Vanna Winland

The Thoughts That Count

My wife asked me to run upstairs and grab a recipe off the printer. “A surprise. Don’t look,” she said, when I asked what she was making. Our cat was asleep on the office chair nearby, unbothered. To distract myself from peeking, I scooped her up, grabbed the paper, and delivered it downstairs without looking. Later when I walked into the kitchen and saw her cutting potatoes into thin circles, I knew immediately. Scalloped potatoes. I said it like a question and an answer at the same time.

She had noticed, weeks earlier at my birthday dinner, that I couldn’t stop eating them. She filed that away, found a recipe, printed it out, and made them on a regular Tuesday.

The recipe wasn’t the point. The noticing was. The thoughtfulness behind the act.

Recently, audio messages have replaced much of the texting in my life. My bestie started it, then my wife caught on, and our family group chat is using them too. I love it. I try to keep every single one – they’re like little clips of the people I love.

They are not more convenient. I have a habit of not remembering what I was responding to halfway through, fumbling, starting over, leaving bloopers in anyway. It makes it more authentic, like we’re having a conversation in person, just not always in real-time.

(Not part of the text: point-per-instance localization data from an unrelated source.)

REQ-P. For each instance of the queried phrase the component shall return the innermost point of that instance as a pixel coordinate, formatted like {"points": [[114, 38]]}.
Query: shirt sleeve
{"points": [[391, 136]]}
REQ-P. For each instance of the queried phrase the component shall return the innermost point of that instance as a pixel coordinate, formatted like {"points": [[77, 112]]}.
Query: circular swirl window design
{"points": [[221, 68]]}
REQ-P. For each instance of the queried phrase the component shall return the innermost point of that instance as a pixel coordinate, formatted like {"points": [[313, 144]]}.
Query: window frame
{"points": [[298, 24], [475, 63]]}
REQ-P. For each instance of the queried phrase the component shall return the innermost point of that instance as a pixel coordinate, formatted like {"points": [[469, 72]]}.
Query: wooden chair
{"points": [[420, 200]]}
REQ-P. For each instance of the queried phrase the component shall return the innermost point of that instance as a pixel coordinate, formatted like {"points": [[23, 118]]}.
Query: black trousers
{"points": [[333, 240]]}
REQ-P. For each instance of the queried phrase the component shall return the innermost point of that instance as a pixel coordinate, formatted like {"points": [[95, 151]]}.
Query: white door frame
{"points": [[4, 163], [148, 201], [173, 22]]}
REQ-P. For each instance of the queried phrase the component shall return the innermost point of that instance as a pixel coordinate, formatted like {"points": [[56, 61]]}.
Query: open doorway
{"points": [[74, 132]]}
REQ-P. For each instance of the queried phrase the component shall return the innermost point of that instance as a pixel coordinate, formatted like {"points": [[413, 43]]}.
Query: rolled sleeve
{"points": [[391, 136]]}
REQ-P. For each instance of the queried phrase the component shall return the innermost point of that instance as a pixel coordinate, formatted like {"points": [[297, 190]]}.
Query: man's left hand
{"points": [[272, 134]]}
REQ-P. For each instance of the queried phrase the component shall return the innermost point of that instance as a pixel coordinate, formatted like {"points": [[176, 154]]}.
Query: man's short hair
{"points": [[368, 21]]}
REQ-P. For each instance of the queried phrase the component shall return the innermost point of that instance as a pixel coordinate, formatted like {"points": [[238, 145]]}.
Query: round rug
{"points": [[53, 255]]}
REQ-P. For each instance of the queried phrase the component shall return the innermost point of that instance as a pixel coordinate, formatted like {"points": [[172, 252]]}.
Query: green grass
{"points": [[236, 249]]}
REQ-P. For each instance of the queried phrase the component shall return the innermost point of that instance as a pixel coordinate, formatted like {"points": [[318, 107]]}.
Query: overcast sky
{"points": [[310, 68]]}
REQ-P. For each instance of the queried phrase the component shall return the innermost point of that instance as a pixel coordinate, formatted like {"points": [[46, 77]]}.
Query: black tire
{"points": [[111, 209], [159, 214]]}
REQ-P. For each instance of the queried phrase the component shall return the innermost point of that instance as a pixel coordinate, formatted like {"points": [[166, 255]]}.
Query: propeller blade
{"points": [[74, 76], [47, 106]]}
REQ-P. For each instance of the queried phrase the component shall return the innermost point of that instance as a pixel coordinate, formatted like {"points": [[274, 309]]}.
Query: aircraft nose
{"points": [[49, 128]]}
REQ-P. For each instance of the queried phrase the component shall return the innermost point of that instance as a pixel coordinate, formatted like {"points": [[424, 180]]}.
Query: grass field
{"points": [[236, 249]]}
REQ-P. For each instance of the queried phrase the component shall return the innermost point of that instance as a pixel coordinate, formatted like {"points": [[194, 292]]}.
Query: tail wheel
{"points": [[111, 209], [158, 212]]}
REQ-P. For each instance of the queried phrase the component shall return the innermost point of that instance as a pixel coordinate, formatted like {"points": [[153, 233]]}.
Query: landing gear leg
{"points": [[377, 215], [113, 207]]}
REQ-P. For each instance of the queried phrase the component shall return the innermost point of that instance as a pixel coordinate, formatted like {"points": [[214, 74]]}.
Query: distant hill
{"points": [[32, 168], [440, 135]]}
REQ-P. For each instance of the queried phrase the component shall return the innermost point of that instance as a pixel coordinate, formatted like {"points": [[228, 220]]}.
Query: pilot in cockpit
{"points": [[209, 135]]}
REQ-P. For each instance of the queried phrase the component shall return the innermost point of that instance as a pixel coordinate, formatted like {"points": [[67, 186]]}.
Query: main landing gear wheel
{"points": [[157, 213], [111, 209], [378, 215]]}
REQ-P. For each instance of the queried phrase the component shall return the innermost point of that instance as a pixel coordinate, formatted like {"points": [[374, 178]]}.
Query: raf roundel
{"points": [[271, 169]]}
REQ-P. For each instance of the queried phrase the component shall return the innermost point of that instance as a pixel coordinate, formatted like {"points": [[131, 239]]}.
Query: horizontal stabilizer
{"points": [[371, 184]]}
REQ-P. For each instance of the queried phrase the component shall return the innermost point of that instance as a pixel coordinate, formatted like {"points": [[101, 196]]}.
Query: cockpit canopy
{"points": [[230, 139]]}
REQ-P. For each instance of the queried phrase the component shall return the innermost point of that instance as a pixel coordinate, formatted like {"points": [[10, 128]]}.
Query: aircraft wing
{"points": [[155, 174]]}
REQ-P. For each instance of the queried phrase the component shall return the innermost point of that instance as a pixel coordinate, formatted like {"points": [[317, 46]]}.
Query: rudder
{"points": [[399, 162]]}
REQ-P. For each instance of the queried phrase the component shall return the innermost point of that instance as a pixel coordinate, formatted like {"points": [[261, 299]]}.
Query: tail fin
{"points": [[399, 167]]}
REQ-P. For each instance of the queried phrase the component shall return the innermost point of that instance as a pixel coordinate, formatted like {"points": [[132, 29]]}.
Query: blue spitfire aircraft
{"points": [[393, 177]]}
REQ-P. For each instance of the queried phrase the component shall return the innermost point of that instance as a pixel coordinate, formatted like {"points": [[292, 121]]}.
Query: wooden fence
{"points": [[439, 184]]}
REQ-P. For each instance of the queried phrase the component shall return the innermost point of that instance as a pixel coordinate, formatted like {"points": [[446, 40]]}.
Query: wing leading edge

I have another habit of not starting things because I get in my head and become overwhelmed by how I’m going to flawlessly complete a task, no matter how unreasonable that standard is.

Last Christmas my wife and I spotted a deal we couldn’t refuse: A SaluSpa hot tub to take the chill off a harsh snow-belt winter. Turns out there are a lot of things about owning a hot tub I hadn’t considered – whether the outdoor outlets are equipped, what goes underneath it, and where the optimal placement is. I’m not too proud to say that I opened ChatGPT and asked where to start.

Sometimes my thoughts just need to unravel somewhere before they’re ready for anyone else. I don’t think I would have finished my portfolio website, started a blog, or published on HackerNoon if I hadn’t chatted it out first.

It’s the thoughts, (yes plural), that count. One thought alone doesn’t move. One thought leading into another, then another, that’s action. And action is presence. Picking up the device, researching, planning, and sharing are showing up.